The Attorney General’s Office has reinvigorated its environmental enforcement program, taking a number of bold actions to protect the state’s natural resources. In partnership with the New Jersey Department of Environmental Protection (DEP), the Attorney General’s Office has brought lawsuits against a range of polluters in the Garden State.

  • Championing environmental justice for all of New Jersey’s communities. The Attorney General’s Office has launched a statewide “environmental justice” initiative, focusing on minority and lower-income communities that have historically suffered some of the worst environmental harms in the state. With DEP, the Attorney General’s Office has brought lawsuits against polluters across the state, including in Newark, Camden, Trenton, and Camden. As part of the initiative, the Office has also worked to protect rural communities that have witnessed environmental damage, including communities in Sussex, Warren, Cumberland, and Gloucester counties.
  • Holding industrial polluters accountable. The Attorney General’s Office has cracked down on large corporations that have polluted New Jersey and then refused to clean up their mess. Since 2018, the Office has brought lawsuits across the state against DuPont, ExxonMobil, 3M and other corporations that operated industrial plans in New Jersey over the past century and left behind toxic chemicals. During that time, the Attorney General’s Office has filed ten so-called “natural resource damages” lawsuits, after more than a decade in which no such cases were brought in New Jersey.

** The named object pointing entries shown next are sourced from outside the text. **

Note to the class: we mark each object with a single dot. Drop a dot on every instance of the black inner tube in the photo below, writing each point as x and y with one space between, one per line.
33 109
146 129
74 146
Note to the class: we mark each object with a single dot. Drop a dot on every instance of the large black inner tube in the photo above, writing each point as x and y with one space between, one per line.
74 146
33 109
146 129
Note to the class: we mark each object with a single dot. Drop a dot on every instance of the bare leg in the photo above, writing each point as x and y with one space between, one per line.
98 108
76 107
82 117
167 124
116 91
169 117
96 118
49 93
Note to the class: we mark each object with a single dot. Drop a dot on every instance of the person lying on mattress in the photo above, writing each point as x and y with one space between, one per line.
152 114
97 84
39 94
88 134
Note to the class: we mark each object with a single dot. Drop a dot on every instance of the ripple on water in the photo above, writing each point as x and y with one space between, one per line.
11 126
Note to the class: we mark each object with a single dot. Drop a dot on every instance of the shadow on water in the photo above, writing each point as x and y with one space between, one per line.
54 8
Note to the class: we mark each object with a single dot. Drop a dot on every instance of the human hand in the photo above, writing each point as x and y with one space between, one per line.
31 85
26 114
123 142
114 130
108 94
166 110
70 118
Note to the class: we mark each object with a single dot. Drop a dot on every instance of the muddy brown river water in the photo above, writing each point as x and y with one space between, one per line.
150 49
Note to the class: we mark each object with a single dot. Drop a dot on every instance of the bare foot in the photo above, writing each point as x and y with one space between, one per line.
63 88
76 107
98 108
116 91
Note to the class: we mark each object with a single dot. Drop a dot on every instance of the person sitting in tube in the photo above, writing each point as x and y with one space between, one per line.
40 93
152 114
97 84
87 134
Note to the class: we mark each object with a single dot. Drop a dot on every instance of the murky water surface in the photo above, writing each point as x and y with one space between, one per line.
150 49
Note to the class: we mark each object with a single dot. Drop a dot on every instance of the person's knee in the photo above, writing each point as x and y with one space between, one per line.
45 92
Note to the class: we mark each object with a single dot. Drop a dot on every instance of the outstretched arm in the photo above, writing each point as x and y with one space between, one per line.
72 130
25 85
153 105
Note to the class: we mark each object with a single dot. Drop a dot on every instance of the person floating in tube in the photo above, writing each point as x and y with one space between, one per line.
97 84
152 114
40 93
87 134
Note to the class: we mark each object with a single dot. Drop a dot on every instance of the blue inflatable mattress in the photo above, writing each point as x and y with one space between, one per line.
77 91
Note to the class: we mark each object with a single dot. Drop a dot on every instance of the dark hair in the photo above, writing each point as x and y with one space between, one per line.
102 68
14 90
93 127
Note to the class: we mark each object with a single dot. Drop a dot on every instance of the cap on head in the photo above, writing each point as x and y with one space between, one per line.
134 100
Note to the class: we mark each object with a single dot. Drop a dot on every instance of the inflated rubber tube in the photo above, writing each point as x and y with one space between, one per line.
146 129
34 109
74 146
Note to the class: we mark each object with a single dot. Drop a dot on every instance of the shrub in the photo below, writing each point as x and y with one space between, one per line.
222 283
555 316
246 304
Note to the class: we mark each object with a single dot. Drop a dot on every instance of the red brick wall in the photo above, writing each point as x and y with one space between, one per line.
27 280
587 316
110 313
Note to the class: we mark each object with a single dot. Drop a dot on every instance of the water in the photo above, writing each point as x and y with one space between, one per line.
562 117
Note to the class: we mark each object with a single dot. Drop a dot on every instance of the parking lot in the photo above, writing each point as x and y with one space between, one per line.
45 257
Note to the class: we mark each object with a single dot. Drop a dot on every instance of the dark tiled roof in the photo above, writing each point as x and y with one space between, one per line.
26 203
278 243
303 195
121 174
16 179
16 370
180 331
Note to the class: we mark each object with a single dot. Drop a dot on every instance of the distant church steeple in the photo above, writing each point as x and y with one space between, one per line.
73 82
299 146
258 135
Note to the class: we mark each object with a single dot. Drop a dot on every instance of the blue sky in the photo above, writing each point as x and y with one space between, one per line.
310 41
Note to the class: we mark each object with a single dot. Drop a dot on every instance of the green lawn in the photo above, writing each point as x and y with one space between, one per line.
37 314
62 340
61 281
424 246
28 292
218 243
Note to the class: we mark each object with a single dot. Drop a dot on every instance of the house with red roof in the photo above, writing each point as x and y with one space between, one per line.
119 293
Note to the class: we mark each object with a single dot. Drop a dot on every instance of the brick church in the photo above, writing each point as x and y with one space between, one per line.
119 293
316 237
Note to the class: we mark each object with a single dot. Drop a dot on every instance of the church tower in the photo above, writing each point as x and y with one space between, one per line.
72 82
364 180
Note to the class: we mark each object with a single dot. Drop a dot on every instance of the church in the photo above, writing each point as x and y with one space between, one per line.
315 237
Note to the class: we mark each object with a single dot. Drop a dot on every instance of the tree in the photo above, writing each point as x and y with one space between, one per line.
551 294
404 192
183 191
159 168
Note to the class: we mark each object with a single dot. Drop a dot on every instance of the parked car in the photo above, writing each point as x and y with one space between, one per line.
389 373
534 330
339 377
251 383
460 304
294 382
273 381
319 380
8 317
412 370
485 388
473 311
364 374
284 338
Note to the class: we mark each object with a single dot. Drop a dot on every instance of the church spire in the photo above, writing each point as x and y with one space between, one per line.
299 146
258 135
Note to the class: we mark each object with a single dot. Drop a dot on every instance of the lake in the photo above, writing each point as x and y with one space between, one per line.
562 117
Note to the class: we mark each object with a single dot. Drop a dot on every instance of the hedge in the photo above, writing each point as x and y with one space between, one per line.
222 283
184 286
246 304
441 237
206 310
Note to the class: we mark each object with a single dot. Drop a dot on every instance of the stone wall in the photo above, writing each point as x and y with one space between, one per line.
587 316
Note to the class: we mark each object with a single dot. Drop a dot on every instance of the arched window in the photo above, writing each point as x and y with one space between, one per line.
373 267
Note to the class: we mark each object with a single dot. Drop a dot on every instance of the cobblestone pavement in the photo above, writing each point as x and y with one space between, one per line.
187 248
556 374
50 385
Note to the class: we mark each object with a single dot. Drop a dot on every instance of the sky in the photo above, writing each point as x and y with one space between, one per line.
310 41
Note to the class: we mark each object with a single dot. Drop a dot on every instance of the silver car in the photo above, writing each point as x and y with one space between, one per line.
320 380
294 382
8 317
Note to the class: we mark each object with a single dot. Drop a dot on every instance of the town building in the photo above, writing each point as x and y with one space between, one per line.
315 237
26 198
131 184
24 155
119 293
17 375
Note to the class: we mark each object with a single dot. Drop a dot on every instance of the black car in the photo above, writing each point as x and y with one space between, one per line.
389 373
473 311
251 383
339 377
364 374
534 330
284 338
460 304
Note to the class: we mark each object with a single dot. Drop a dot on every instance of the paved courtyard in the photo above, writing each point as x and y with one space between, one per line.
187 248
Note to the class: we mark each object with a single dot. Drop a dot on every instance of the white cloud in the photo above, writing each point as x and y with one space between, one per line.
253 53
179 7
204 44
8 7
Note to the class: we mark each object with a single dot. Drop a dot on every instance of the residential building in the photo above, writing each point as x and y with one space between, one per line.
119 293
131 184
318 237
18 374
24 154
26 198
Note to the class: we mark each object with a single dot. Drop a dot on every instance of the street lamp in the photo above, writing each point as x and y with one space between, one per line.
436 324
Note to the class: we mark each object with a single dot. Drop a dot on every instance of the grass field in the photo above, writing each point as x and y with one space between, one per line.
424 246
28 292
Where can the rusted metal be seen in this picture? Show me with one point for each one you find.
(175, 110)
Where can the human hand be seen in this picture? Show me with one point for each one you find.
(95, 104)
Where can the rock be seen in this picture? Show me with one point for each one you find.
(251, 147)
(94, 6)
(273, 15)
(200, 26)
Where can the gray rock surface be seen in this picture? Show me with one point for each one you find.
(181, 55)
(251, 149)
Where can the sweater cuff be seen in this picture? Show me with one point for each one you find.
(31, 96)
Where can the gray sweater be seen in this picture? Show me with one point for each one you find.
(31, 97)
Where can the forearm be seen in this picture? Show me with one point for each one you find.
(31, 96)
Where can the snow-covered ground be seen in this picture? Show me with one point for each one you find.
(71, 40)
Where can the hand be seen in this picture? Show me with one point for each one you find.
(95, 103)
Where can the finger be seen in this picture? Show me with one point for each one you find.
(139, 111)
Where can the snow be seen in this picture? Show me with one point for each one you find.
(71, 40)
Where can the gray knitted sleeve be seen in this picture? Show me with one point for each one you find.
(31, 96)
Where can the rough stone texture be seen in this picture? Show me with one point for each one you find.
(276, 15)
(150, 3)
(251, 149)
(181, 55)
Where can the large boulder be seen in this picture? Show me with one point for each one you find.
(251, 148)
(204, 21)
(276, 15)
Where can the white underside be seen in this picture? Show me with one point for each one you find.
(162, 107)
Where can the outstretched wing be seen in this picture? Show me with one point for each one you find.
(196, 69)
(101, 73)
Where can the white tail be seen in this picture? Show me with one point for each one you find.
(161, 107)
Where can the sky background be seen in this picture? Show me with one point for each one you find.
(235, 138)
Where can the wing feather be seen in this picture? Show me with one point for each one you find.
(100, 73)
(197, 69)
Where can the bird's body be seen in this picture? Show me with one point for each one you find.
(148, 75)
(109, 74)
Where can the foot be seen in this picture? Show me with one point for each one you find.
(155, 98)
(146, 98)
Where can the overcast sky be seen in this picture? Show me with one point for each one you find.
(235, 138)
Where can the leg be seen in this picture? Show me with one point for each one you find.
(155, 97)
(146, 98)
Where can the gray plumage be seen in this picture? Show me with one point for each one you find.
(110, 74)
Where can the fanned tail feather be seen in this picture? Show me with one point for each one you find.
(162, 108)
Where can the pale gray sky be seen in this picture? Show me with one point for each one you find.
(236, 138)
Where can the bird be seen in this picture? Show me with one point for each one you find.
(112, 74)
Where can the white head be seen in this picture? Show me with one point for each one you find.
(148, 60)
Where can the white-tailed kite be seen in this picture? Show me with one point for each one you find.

  • Protecting New Jersey’s coastline from offshore drilling.  In 2017, the U.S. Department of Interior announced plans to allow oil drilling along the Atlantic Coast, even though the federal government had previously recognized that such drilling would threaten both the environment and the coastal economy. The Attorney General’s Office challenged those plans every step of the way, suing to block seismic testing of potential drilling locations and demanding answers from the federal government about why Florida received an exemption from the offshore drilling expansion but New Jersey did not. In early 2019, after several key legal developments, the federal government announced that it would abandon its drilling plans along the New Jersey coast.
  • Cracking down on illegal dumping. With DEP, the Attorney General’s Office has pursued individuals and companies that illegally dump garbage on public and private lands. As part of this effort, the State has brought lawsuits to shut down illegal dumps in Vernon Township (Sussex County) and Plumsted Township (Ocean County), and have filed criminal charges against an individual who allegedly operated an illegal dump under a highway in Newark.
  • Keeping illegal pipelines out of New Jersey. In recent years, a number of private companies have sought to build natural gas pipelines across New Jersey in ways that violate state and federal law. The Attorney General’s Office has brought a series of court challenges to stop these efforts, including one resulting in a landmark legal victory that blocked the PennEast Pipeline Company from condemning state property in order to construct a new pipeline.
  • Preventing rollbacks of critical environmental protections. Unfortunately, the federal government has waged a campaign to roll back necessary rules that protect New Jersey residents’ environmental and health. In response, the Attorney General’s Office has filed actions to, among other things, protect federal rules that address climate change from cars and power plants, that promote clean air, and that ensure clean water, as well as to require stronger action by EPA to reduce the ozone pollution entering New Jersey.